Mr De Castro explained that the CFMEU prevented the workers from being deported and found them new jobs: “The CFMEU secretary and organiser Dave Curtain helped us. They feed us and paid for everything – our stay in the motel in Narrabri for more than a week. They brought us here to Sydney and found us new jobs. We are very lucky that we have one now.”

Chia Tung grossly underpaid the visa workers. According to Mr David Curtain, a CFMEU organiser, the CFMEU has recovered $883 000 for 38 workers who had been employed for between six weeks and four months. Mr Curtain also noted that once the superannuation to which the workers were entitled was paid, the final figure for the underpayments would be in excess of $1 million.

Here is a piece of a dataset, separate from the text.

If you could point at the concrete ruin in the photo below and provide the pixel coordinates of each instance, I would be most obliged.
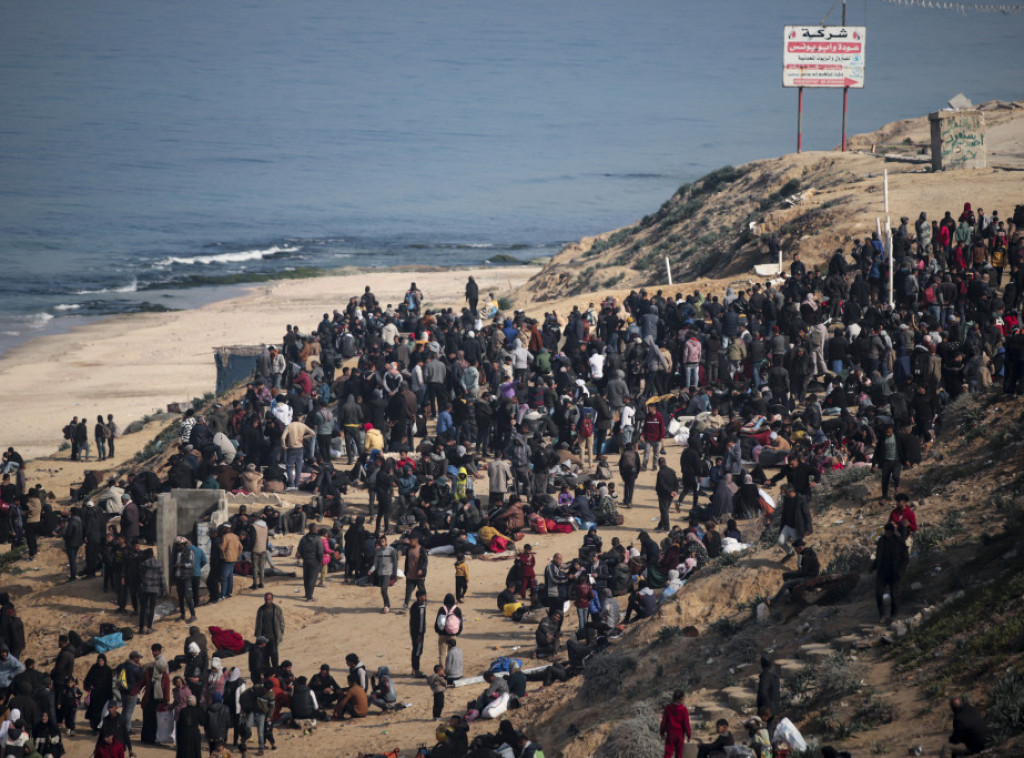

Mr Curtain advised the committee that this sort of exploitation was widespread in the construction industry. He recounted a similar example from Bomaderry where 16 Filipino and 13 Chinese nationals were suffering similar exploitation including overwork, underpayment, safety concerns, and ‘atrocious’ living conditions.

Mr Curtain also explained why migrant workers are unwilling to complain. The reasons include a justifiable fear of being sacked and deported, and also a fear of what might happen to their families back in their home countries: “They were being bullied. They had a foreman down there who had come out on, I think, a 600 class visa. It was well known that his family was involved in the Filipino military. The guys down there understood it and they had expressed to us that they had grave concerns that, if they spoke out and caused trouble, there might very well be trouble back home for their families.”

So what does the government do in light of this weight of evidence of corrupt employer practices, particularly in the construction industry?

They go after the union that tried to protect the workers. They want the CFMEU members to be subject to secret interrogation with no representation that no other citizen endures.

And the employers?

Our Intrepid Minister for Union Bashing has announced a Migrant Workers’ Taskforce.

The Taskforce will run for 18 months and will report on a regular basis to Minister Cash and other relevant Ministers as required.

Its website helpfully informs workers that “The Fair Work Ombudsman can also help if you have a workplace problem.” Likewise, employers are advised “The Fair Work Ombudsman can give you information and advice to help you understand your workplace rights and responsibilities.”

So the unions that help the workers get a draconian new, and very expensive, tough cop on the beat, but any questions about safety concerns or exploitation by employers can just be referred to the existing body who will presumably inform the Taskforce who will inform the Minister who may or may not have another inquiry.